Por: Diario Digital Castelo Branco/Lusa
O secretário-geral da UGT classificou hoje o aumento do desemprego como “assustador” e avisou que a taxa vai ultrapassar os 17% no próximo ano, fruto da política da política de austeridade do Governo liderado por Pedro Passos Coelho.
O secretário-geral da UGT classificou hoje o aumento do desemprego como “assustador” e avisou que a taxa vai ultrapassar os 17% no próximo ano, fruto da política da política de austeridade do Governo liderado por Pedro Passos Coelho.
O aumento de 16,2% para 16,3% entre setembro e outubro “não só é assustador como, pior, é um número que toda a gente sabe que é provisório”, sustentou João Proença, alertando que “nos próximos meses será maior” e que em 2013 “vai ser superior a 17%”.
O líder sindical defendeu em Figueiró dos Vinhos, concelho onde a UGT promove hoje uma conferência, que “a crise, a ultra-austeridade e medidas cegas de corte na despesa estão a fazer com que haja muito menos consumo, muito menos investimento”, pelo que “as empresas estão a fechar e o desemprego está a aumentar”.

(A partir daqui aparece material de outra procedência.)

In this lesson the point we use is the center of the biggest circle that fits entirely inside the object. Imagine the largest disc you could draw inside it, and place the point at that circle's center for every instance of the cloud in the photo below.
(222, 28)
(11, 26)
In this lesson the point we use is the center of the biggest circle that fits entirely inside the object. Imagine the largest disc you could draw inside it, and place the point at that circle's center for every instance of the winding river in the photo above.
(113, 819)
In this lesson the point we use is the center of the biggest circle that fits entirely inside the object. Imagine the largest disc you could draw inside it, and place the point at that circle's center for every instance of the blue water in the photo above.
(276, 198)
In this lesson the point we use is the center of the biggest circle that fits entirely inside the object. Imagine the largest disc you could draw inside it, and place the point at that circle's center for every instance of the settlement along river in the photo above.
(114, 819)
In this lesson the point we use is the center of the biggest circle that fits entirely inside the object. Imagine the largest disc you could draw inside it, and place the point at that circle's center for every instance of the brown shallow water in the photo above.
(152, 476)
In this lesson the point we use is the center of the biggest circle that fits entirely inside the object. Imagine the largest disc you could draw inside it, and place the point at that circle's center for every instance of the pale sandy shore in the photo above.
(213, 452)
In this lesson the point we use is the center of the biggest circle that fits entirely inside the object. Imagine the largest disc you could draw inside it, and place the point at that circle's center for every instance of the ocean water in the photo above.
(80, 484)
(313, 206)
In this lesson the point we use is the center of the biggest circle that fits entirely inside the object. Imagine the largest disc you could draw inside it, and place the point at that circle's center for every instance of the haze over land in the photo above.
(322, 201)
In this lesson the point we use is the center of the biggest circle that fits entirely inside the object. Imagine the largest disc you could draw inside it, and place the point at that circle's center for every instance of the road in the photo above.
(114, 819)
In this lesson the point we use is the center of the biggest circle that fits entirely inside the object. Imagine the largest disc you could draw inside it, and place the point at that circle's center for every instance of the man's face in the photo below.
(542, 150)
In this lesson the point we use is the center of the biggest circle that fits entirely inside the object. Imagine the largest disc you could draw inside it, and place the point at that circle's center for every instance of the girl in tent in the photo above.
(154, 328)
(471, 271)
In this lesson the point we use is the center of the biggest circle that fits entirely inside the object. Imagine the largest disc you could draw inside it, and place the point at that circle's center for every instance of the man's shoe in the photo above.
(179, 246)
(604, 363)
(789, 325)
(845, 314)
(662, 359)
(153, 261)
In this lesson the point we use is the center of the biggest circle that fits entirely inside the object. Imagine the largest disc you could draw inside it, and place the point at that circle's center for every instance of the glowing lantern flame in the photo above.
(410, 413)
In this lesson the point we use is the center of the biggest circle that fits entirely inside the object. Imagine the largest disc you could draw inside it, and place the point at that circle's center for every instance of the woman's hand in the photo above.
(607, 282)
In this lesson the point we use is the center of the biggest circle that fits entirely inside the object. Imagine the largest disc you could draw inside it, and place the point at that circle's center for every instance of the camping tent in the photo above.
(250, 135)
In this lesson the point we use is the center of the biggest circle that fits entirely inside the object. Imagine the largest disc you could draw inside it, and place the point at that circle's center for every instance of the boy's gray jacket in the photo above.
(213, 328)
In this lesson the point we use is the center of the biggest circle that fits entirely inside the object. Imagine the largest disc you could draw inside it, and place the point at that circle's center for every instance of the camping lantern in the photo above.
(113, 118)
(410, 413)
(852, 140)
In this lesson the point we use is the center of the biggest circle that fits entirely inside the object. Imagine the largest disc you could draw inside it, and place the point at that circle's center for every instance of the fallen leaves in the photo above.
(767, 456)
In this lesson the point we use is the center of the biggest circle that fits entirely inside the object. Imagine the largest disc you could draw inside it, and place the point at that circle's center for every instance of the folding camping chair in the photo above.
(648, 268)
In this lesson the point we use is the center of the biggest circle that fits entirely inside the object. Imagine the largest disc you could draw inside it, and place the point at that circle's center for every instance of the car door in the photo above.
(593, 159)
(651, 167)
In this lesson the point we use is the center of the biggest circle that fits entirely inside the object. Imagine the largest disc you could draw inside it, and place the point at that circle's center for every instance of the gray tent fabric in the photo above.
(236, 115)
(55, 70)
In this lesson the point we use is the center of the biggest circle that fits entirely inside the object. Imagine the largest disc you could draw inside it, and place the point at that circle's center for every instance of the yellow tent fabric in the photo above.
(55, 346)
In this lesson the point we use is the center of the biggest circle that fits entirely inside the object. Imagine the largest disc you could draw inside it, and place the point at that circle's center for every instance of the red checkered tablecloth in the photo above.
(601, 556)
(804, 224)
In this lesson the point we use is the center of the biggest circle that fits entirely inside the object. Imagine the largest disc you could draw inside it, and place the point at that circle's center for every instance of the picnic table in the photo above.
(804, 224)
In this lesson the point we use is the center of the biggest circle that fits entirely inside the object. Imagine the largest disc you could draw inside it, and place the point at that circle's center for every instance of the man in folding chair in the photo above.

João Proença frisou que” o aumento descontrolado de desempregados (…) é o principal problema do país, colocando em situações de grande dificuldade muitas famílias, agravando a pobreza e a exclusão”.
A receita para o secretário-geral da UGT passa por o Governo apostar em políticas de crescimento e emprego.
“Acreditar que a resolução dos problemas das finanças públicas só por si vai gerar crescimento e emprego, quanto a nós, é puro irrealismo que não nos conduz a nada”, criticou.
A taxa de desemprego em Portugal subiu para 16,3% em outubro, acima dos 16,2% de setembro, sendo a terceira mais alta entre os Estados-membros, segundo dados divulgados hoje pelo Eurostat.
Em agosto, a taxa de desemprego em Portugal também já tinha atingido os 16,3%.
Na comparação com outubro do ano passado, a taxa de desemprego em Portugal subiu de 13,7% para 16,3%, um dos maiores crescimentos entre os Estados-membros, a par dos registados na Grécia (de 18,4% para 25,4%, valores referentes a agosto), em Chipre (de 9,2% para 12,9%) e em Espanha (de 22,7% para 26,2%).